“He has already begun his mad work, then?”

“He has, indeed, and the vigilantes are organizing to go in pursuit; and more, he would have paid us a visit had not a band of miners turned him back.”

“I will leave at once on his trail. Mary, I leave to you to say what I would have said to your father; good-by.”

Two minutes after, Captain Dash was riding like the wind toward the encampment of the Revolver Riders, some ten miles distant and in his heart were commingling the antipodes of emotions—hatred for the Gambler Guide, and love for Mary Hale.


CHAPTER XVI.
BETWEEN TWO FIRES.

When Buffalo Bill fled from the horsemen, whom he now knew to be outlaws in the disguise of Indians, as they hailed him in perfect English, he felt that he was in almost as much danger as when he stood in Panther Kate’s grave, with his worst foe standing above him holding a pistol leveled at his heart.

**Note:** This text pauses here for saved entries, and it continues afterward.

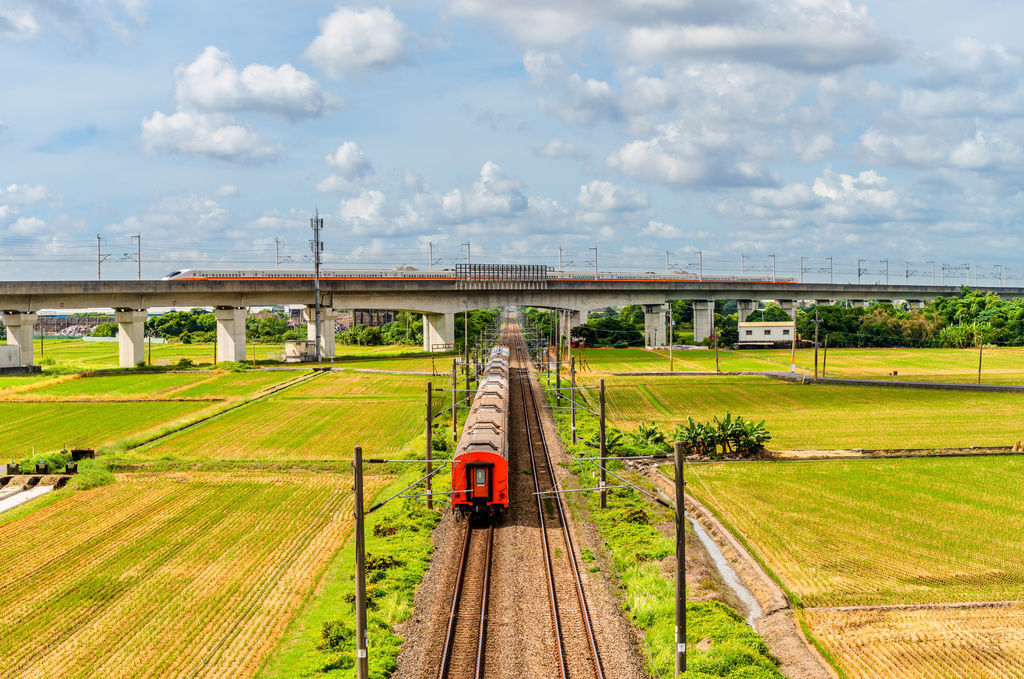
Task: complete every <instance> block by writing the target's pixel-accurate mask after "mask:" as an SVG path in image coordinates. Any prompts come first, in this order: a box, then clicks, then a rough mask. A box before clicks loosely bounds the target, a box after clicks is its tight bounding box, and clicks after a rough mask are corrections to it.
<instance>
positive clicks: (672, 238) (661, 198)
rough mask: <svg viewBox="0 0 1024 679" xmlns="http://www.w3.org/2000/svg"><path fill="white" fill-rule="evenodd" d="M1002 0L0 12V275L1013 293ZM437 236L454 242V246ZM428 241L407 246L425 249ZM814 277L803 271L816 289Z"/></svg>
mask: <svg viewBox="0 0 1024 679" xmlns="http://www.w3.org/2000/svg"><path fill="white" fill-rule="evenodd" d="M1022 25H1024V3H1019V2H1011V1H1009V0H979V1H978V2H973V3H963V2H949V1H939V0H928V1H926V0H887V1H885V2H881V1H876V0H872V1H870V2H859V3H858V2H851V1H849V0H775V1H772V2H768V1H763V0H614V1H613V0H560V2H550V0H517V2H508V0H441V1H438V2H427V1H417V2H412V1H403V0H397V1H395V2H392V3H391V4H376V3H355V4H337V3H334V2H316V1H313V0H296V1H292V2H272V1H268V2H260V3H253V2H237V1H233V0H225V1H218V2H212V3H211V2H193V1H190V0H180V1H178V2H174V3H152V2H146V0H83V1H75V0H0V280H79V279H81V280H88V279H95V278H96V275H97V261H96V260H97V236H98V237H99V238H98V252H99V254H100V258H101V259H102V260H103V261H102V263H101V264H100V270H101V277H102V278H103V279H104V280H106V279H112V280H113V279H131V278H135V275H136V270H137V268H136V267H137V263H136V262H135V261H134V260H133V259H134V258H135V257H136V252H137V247H138V243H137V242H136V240H134V239H133V238H132V237H140V241H141V259H142V261H141V274H142V278H146V279H153V278H160V277H162V275H164V274H166V273H167V272H169V271H172V270H175V269H180V268H185V267H214V266H216V267H243V268H271V267H273V266H275V265H278V264H279V257H280V260H281V261H280V265H281V266H282V267H295V268H301V267H305V266H308V261H307V258H306V255H307V253H308V252H309V246H308V241H309V239H310V238H311V231H310V229H309V218H310V217H311V216H312V213H313V211H314V210H318V213H319V215H321V216H322V217H323V218H324V221H325V230H324V234H323V240H324V242H325V249H326V255H325V264H326V265H327V266H329V267H337V268H387V267H392V266H399V265H409V266H416V267H418V268H427V267H428V265H430V264H432V265H433V266H434V267H437V268H443V267H450V266H453V265H454V264H455V263H458V262H464V261H466V258H467V255H468V256H470V257H471V258H472V261H473V262H474V263H488V262H494V263H499V262H502V263H531V264H548V265H551V266H556V267H557V266H558V265H559V262H561V265H562V266H563V267H564V268H578V269H591V268H593V266H594V259H595V256H596V258H597V266H598V268H600V269H601V270H639V271H655V272H663V271H665V270H666V267H668V268H670V269H672V270H688V271H691V272H696V271H697V268H698V265H702V267H703V272H705V273H706V274H714V273H719V274H738V273H740V271H741V270H742V272H743V273H745V274H748V275H758V274H763V275H771V274H772V268H773V266H774V268H775V273H776V275H778V277H787V278H793V279H800V278H803V280H805V281H808V282H811V281H827V280H828V279H829V275H831V277H833V278H834V279H835V280H836V281H837V282H840V281H852V280H856V279H857V277H858V272H859V275H860V278H861V280H862V281H863V282H865V283H876V282H881V283H884V282H885V281H886V275H887V273H886V271H887V269H888V275H889V280H890V281H891V282H893V283H901V282H904V281H909V282H910V283H920V284H926V283H931V282H932V277H933V271H934V277H935V282H936V283H940V282H943V281H944V282H946V283H948V284H961V283H966V282H967V281H968V278H969V277H971V278H970V281H971V283H975V282H977V284H978V285H997V284H998V283H1000V282H1004V281H1005V282H1006V284H1007V285H1018V286H1020V285H1024V259H1022V256H1021V253H1022V252H1024V247H1022V246H1024V235H1022V229H1021V228H1020V225H1019V221H1020V215H1021V213H1022V209H1024V194H1022V189H1021V183H1022V179H1024V79H1022V75H1024V71H1022V59H1024V34H1022V33H1021V31H1020V30H1019V27H1020V26H1022ZM466 244H468V246H467V245H466ZM431 253H433V257H431ZM829 267H830V269H831V270H830V271H829Z"/></svg>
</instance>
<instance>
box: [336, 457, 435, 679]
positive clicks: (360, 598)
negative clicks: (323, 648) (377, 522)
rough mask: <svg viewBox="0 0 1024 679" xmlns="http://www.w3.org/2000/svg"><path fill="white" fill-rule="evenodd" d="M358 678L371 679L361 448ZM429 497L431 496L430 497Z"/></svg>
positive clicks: (357, 646) (358, 631)
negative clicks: (367, 646)
mask: <svg viewBox="0 0 1024 679" xmlns="http://www.w3.org/2000/svg"><path fill="white" fill-rule="evenodd" d="M352 471H353V472H354V476H355V478H354V481H355V510H354V514H355V677H356V679H369V677H370V659H369V657H368V656H367V543H366V528H365V526H364V513H362V448H361V447H359V445H356V447H355V463H354V464H353V465H352ZM427 497H428V498H429V497H430V496H427Z"/></svg>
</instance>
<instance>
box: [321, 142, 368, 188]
mask: <svg viewBox="0 0 1024 679" xmlns="http://www.w3.org/2000/svg"><path fill="white" fill-rule="evenodd" d="M324 161H325V162H326V163H327V164H328V165H330V166H331V167H332V168H333V169H334V172H333V173H332V174H331V175H330V176H328V177H325V178H324V179H322V180H321V181H318V182H316V190H317V192H319V193H322V194H331V193H338V194H351V193H358V192H359V189H360V187H361V186H362V184H365V183H367V182H369V181H373V180H374V179H375V177H374V166H373V164H372V163H371V162H370V160H369V159H367V157H366V154H364V153H362V150H361V148H359V146H358V145H357V144H356V143H355V142H354V141H346V142H345V143H343V144H341V145H340V146H338V148H337V150H335V152H334V153H332V154H328V155H327V156H325V157H324Z"/></svg>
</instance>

His arm was bleeding freely, and he bound his silk neck scarf around it below the shoulder as well as he could, fastening the knot with the aid of his teeth. Though Midnight was running well, he had seen hard service of late. There were half a dozen horses in pursuit, and, fast as he was, they were holding their own with him, and one was steadily gaining.

To the hills, visible before the scout, it was half a dozen miles. If Midnight could keep up his rapid pace until they were reached, and Buffalo Bill did not faint from loss of blood, he felt he would have a chance to stand off his foes.